In randomchars42/bioset: Convert a Matrix of Raw Values into Nice and Tidy Data

knitr::opts_chunk$set(
  collapse = TRUE,
  comment = "#>"
)

bioset is intended to help you working with sets of raw data.

Working in a lab it is not uncommon to have a data set of raw values (because your measuring device spat it out) and you now need to somehow transform and organise the data so that you can work with it.

Installation

A stable version of bioset is available on CRAN: https://cran.r-project.org/package=bioset

So all you need to do is:

install.packages("bioset")

You can find the latest additions and changes on GitHub.
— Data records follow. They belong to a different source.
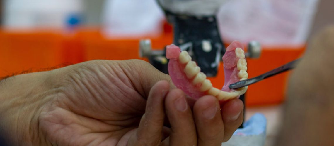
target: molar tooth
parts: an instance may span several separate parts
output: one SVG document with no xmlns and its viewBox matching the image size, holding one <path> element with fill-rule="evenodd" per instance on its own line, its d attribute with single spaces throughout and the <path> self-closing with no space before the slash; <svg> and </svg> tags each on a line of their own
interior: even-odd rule
<svg viewBox="0 0 334 146">
<path fill-rule="evenodd" d="M 199 90 L 201 92 L 206 91 L 212 87 L 212 83 L 211 81 L 208 79 L 206 79 L 202 83 L 202 86 L 199 88 Z"/>
<path fill-rule="evenodd" d="M 187 77 L 190 79 L 199 73 L 201 71 L 201 68 L 196 65 L 196 63 L 194 61 L 191 61 L 187 64 L 183 71 L 187 75 Z"/>
<path fill-rule="evenodd" d="M 208 91 L 208 94 L 214 96 L 215 96 L 218 95 L 220 92 L 220 90 L 214 87 L 212 87 L 209 89 L 209 91 Z"/>
<path fill-rule="evenodd" d="M 238 73 L 238 76 L 240 78 L 248 78 L 248 73 L 244 70 L 240 70 Z"/>
<path fill-rule="evenodd" d="M 243 77 L 242 78 L 241 78 L 241 79 L 240 79 L 240 81 L 241 81 L 241 80 L 245 80 L 246 79 L 247 79 L 247 78 L 245 78 L 245 77 Z"/>
<path fill-rule="evenodd" d="M 196 75 L 195 78 L 192 80 L 192 83 L 196 85 L 198 83 L 201 83 L 206 79 L 206 75 L 204 73 L 200 72 Z"/>
<path fill-rule="evenodd" d="M 222 99 L 228 99 L 237 96 L 238 94 L 236 92 L 231 91 L 227 92 L 224 91 L 220 91 L 217 96 L 218 100 Z"/>
<path fill-rule="evenodd" d="M 246 60 L 243 59 L 239 59 L 236 64 L 236 67 L 239 71 L 247 71 L 247 63 L 246 62 Z"/>
<path fill-rule="evenodd" d="M 235 56 L 240 58 L 245 58 L 245 52 L 241 48 L 237 48 L 235 49 Z"/>
<path fill-rule="evenodd" d="M 191 61 L 191 57 L 188 54 L 188 52 L 182 51 L 179 56 L 179 60 L 182 64 L 185 64 Z"/>
</svg>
To spare CRAN administrators' time it is requested of all package authors not to submit changes too frequently.

Consequently, I will make new features available on GitHub first. Packages I have not yet submitted to CRAN will be labelled vX.Y.Z-pre.N and appear under: https://github.com/randomchars42/bioset/releases.

To install those packages you can use githubinstall

# install.packages("githubinstall")
gh_install_packages("bioset", ref = "vX.Y.Z-pre.N")

You can install the very latest changes in bioset-master from github with:

# install.packages("devtools")
devtools::install_github("randomchars42/bioset")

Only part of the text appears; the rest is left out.